Lower zone 86 is adapted for use with disconnect mechanism 87 and can comprise any one of a number of known melting zone designs, including refractory lined, Joule heated electrode melters; induction heated cold wall crucibles; induction heated warm or hot wall crucibles; in-can melter chambers; and slagging chambers.
Cold wall crucibles feature a segmented wall, preferably made of non-suscepting Inconel, cooled by a surrounding water wall. Also, the crucible has a water jacket (or cold wall) "disc" bottom and induction heating coils surrounding the crucible and water wall that operate within the frequency range of approximately 30-50 kHz.
Warm and hot wall crucibles feature a cylindrical crucible with a cold wall bottom. Typically, warm wall crucibles are made of non-suscepting alumina or zirconia, although a suscepting crucible liner is optional. Hot wall crucibles are made of silicon carbide or Inconel. The induction heating coils normally operate in the range of approximately 30-50 kHz for warm wall crucibles and 1-3 kHz for hot wall crucibles.
In-can melter chambers are cylindrical canisters with an optional refractory lining. The canisters are surrounded by induction heating coils or a resistive heating element. Slagging chambers use the buildup of glass on the inside of the chamber walls to restrict heat loss that, along with water cooled walls, eliminate the need for refractory lining and controls the temperature of the chamber by removing heat quickly.
Preferably, the top of upper zone 84 has a plurality of pipes, shown generally as 94, 96, attached thereto for air, oxygen and water feeds, instrumentation, camera view ports and the like. Also, a larger pipe 98 is attached to the top of upper zone 84 for gas recirculation (discussed in greater detail below). Waste is fed into upper zone 84 via rotary screw melter feeder 62 (shown in FIGS. 2a-2b) through a first side port 102. A second side port 104 is a gas outlet port connecting melter chamber 26 with the off-gas cleaning and control subsystem.
Waste fed into melter chamber 26 from shredder/classifier 54 of waste preparation subsystem 24 (see FIGS. 1, 2a-2b) falls onto the molten glass pool within melt chamber 88 formed by glass formers, noncombustible waste and ash from combustible waste. Organic constituents present in the waste are consumed by the intense heat maintained within thermal zone 84 and burned off. Combustibles within the waste become off-gas, which passes through outlet port 104, and ash, which dissolves into the molten glass pool in chamber 88. The non-organic constituents in the waste also dissolve or settle into glass thereby becoming incorporated into the glass melt.

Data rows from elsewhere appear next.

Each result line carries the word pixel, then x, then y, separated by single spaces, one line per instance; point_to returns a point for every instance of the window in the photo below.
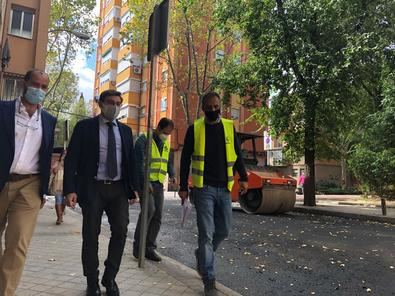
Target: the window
pixel 142 111
pixel 124 63
pixel 125 19
pixel 107 36
pixel 165 74
pixel 129 85
pixel 163 104
pixel 106 57
pixel 105 77
pixel 22 22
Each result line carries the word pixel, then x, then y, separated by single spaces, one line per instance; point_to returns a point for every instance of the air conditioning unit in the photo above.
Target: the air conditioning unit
pixel 137 69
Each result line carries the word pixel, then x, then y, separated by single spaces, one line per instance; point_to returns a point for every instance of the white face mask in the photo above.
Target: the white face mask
pixel 110 112
pixel 163 137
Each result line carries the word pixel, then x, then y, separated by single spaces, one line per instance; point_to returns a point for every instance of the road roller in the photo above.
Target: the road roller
pixel 270 190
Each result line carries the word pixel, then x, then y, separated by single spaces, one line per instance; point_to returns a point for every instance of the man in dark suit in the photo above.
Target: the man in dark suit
pixel 99 173
pixel 26 137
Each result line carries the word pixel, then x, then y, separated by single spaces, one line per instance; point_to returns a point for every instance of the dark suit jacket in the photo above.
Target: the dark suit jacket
pixel 7 144
pixel 82 160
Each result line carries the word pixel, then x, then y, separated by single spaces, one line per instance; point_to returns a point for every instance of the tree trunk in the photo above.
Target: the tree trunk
pixel 344 173
pixel 309 151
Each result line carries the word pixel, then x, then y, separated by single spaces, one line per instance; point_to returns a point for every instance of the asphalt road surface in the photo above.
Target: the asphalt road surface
pixel 294 254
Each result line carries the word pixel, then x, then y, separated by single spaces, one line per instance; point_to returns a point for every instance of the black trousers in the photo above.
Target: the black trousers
pixel 111 199
pixel 154 220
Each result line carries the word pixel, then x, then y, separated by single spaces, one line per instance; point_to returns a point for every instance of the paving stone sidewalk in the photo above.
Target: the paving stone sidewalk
pixel 53 265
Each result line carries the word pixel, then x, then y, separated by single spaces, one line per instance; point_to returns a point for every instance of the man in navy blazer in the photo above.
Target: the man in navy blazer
pixel 26 137
pixel 100 174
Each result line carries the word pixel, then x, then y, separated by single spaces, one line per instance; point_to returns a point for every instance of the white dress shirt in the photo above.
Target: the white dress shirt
pixel 28 136
pixel 103 137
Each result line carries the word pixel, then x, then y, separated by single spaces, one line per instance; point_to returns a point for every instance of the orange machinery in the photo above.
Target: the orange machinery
pixel 269 189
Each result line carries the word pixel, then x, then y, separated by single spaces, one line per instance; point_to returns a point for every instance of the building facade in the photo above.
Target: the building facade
pixel 24 29
pixel 125 68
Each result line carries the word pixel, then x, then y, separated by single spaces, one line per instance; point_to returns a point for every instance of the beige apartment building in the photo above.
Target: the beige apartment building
pixel 125 68
pixel 24 27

Alternatively, aqueous waste 44 can be fed directly into melter chamber 26 without prior conditioning or blending with other types of waste. Similarly, resins and sludges 42 and adsorbents containing resins and sludges 42 or liquid waste can be fed directly into melter chamber 26 without affecting greatly the final glass product produced.
Controlled amounts of oxygen, preferably mixtures containing approximately 20-90% oxygen, are injected into melter chamber 26 through one of the pipes 94, 96 to aid in processing and volume reduction of the contents of reciter chamber 26. The high oxygen content minimizes the off-gas volume and improves oxidation kinetics in melter chamber 26, thus greatly reducing nitrogen in the off-gas. Off-gas formed in melter chamber 26 is exhausted through second port 104, which passes to exhaust control component 32 of the off-gas cleaning and control subsystem (discussed in greater detail below). Alternatively, an immersion thermocouple (not shown) can be used to verify the maintenance of off-gas and refractory temperatures in melter chamber 26. A bottom induction nozzle 106 taps molten glass produced in melter chamber 26, preferably cooling the molten glass during tapping to stop flow as required. From nozzle 106, the molten glass proceeds to glass handling subsystem 28.

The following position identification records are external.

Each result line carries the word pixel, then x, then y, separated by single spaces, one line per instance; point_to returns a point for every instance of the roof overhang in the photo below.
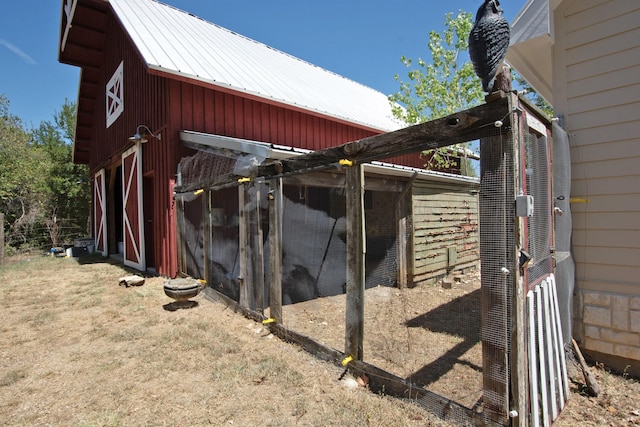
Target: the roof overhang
pixel 531 49
pixel 81 43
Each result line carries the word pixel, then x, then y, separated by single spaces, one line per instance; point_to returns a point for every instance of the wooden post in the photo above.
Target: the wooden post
pixel 1 238
pixel 245 279
pixel 356 247
pixel 257 249
pixel 403 237
pixel 275 249
pixel 497 257
pixel 518 357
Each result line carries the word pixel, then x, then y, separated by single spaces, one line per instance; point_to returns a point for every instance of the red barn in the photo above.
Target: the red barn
pixel 155 71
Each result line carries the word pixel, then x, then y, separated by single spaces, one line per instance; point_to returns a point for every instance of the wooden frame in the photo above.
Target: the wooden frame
pixel 504 320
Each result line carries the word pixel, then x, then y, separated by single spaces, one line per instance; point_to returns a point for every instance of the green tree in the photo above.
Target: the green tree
pixel 443 86
pixel 22 178
pixel 68 186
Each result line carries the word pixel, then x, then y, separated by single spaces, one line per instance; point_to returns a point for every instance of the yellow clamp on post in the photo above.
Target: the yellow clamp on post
pixel 346 360
pixel 578 200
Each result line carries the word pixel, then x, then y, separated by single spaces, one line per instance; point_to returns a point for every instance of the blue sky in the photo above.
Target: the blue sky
pixel 361 40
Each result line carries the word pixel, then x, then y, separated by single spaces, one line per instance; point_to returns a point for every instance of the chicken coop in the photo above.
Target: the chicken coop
pixel 435 288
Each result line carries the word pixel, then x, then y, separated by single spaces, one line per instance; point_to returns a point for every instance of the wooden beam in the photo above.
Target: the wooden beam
pixel 437 133
pixel 356 247
pixel 275 249
pixel 458 127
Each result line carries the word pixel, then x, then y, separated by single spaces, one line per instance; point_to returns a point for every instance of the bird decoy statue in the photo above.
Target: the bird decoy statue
pixel 488 43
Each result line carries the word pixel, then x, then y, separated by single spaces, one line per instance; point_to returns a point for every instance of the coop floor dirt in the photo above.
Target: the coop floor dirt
pixel 427 334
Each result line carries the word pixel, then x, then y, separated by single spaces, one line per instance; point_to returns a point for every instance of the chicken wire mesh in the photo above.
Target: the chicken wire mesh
pixel 451 337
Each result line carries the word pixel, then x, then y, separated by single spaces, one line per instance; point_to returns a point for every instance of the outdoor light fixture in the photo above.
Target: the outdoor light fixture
pixel 138 136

Preferably, remote power supplies (not shown) provide approximately 400 kw of power at approximately 1-50 kHz to induction coils 92 through a lower port 107. Generally, 1-3 kHz is used for hot wall induction heating and in-can melter applications and approximately 30-50 kHz for warm and cold wall induction heated applications (both discussed above). The heat generated by induction heating melts and ultimately vitrifies the glass formers with the noncombustible waste contents and ash that have been fed into melter chamber 26. Induction heating provides much more efficient heating and stirring than conventional vitrification heating applications using electrodes. As a result, the consistency and homogeneity of the molten glass matrix and ultimately the final glass product is improved.
The consistency of the final glass product is typically measured by the leach and solubility characteristics of the final glass composite. That is, when vitrified, metals in the waste contents dissolve in the glass in the form of metal oxides rather than the glass encapsulating the metal particles. The use of enriched oxygen (discussed below) enhances oxidation of metals to oxides thereby improving incorporation of metals into a glass matrix.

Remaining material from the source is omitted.